RUMAH KITA, CANGKANG KITA.
Jadi, apa sebetulnya yang kita butuhkan dari pagar halaman depan rumah kita? Misalkan perda tak mengaturnya, mungkin kita semua akan membangun pagar bumi yang tinggi mirip beberapa kota lama yang banyak saudagarnya. Setiap rumah adalah benteng dalam wujud fisik. Orang luar maupun penghuni harus saling intip.
Tengoklah sekitar. Bahkan maaf, mungkin juga rumah Anda. Pagar besi anyam BRC pun kita pasangi lembaran plastik. Terserah orang bilang itu mika, “piber”, atau polikarbonat, tapi intinya adalah kita menyukai pelapis pagar setengah tembus pandang itu.
Kita punya alasan utama: privasi. Tak enak bila kehidupan di balik pagar tampak dari jalan. Yang saya sebut kehidupan bukan cuma orang bersila dengan hotpants tetapi juga kursi tamu dan TV — bahkan mobil.

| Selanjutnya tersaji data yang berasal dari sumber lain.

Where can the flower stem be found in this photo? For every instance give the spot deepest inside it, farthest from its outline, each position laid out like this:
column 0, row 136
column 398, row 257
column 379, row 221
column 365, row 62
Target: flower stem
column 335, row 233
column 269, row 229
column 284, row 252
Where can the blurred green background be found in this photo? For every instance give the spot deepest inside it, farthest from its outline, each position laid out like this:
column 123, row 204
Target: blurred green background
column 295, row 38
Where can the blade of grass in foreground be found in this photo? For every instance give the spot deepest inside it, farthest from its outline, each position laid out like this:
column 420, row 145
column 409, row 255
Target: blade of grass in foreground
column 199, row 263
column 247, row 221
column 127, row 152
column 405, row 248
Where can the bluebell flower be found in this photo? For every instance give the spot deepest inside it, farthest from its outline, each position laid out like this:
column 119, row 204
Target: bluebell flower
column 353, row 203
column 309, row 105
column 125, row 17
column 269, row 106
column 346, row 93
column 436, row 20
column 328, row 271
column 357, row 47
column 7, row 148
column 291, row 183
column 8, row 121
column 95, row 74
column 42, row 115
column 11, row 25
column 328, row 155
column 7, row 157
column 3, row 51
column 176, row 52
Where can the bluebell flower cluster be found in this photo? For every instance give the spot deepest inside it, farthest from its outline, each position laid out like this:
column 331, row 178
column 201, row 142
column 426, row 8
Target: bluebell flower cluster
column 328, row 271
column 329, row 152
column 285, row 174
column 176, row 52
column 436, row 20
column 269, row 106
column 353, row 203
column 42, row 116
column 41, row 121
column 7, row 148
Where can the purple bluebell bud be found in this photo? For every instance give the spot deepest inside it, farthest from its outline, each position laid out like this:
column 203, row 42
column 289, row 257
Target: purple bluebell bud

Setelah privasi, alasannya adalah keamanan. Yang termasuk dalam keamanan adalah kenyamanan karena menyangkut pengamen dan pencari sumbangan yang memprioritaskan pintu rumah yang terbuka. Pintu terbuka akan lebih terlihat jika tak dihalangi pagar bertabir.
Alasan lain? Umumnya rumah berhalaman sempit sehingga jarak pintu atau jendela dengan jalan kadang cuma dua meter. Tapi bukankah sejak dulu pun banyak rumah begitu, mengapa penghuni tak perlu memasang tabir pagar?
Sekarang desain pagar yang bagus di atas kertas pun akhirnya akan dimakan tabir. Mestinya sejak awal tukang las tak perlu repot, cukup membuat rangka pagar sederhana dengan sekian lubang sekrup.
Sebetulnya solusi tetap ada. Bangunlah pagar tembok sesuai ketentuan, tetapi lubangnya di bawah. Pelintas yang ingin melongok ke dalam harus jongkok atau merangkak.
Pagar-pagar di rumah kita adalah cerminan sosial kehidupan suatu wilayah. Dulu rumah orang “miskin” di kampung dan desa tak berpagar. Sekarang hanya orang makmur di cluster tertentu yang berani tak berpagar. Satpam, anjing, dan alarm siap menjaga. Bila perlu ditambah pagar virtual dari dukun.
Saya teringat komentar Fickry tahun lalu ketika saya memposting jambu air. Di Canberra, katanya, rumah tak boleh berpagar. Hasilnya “pekarangan sarat warna“.
Di sini? Sepatu dan sandal hilang duluan. Kucing tetangga lebih leluasa masuk-keluar. Tapi arsitektur mestinya bisa memberi solusi.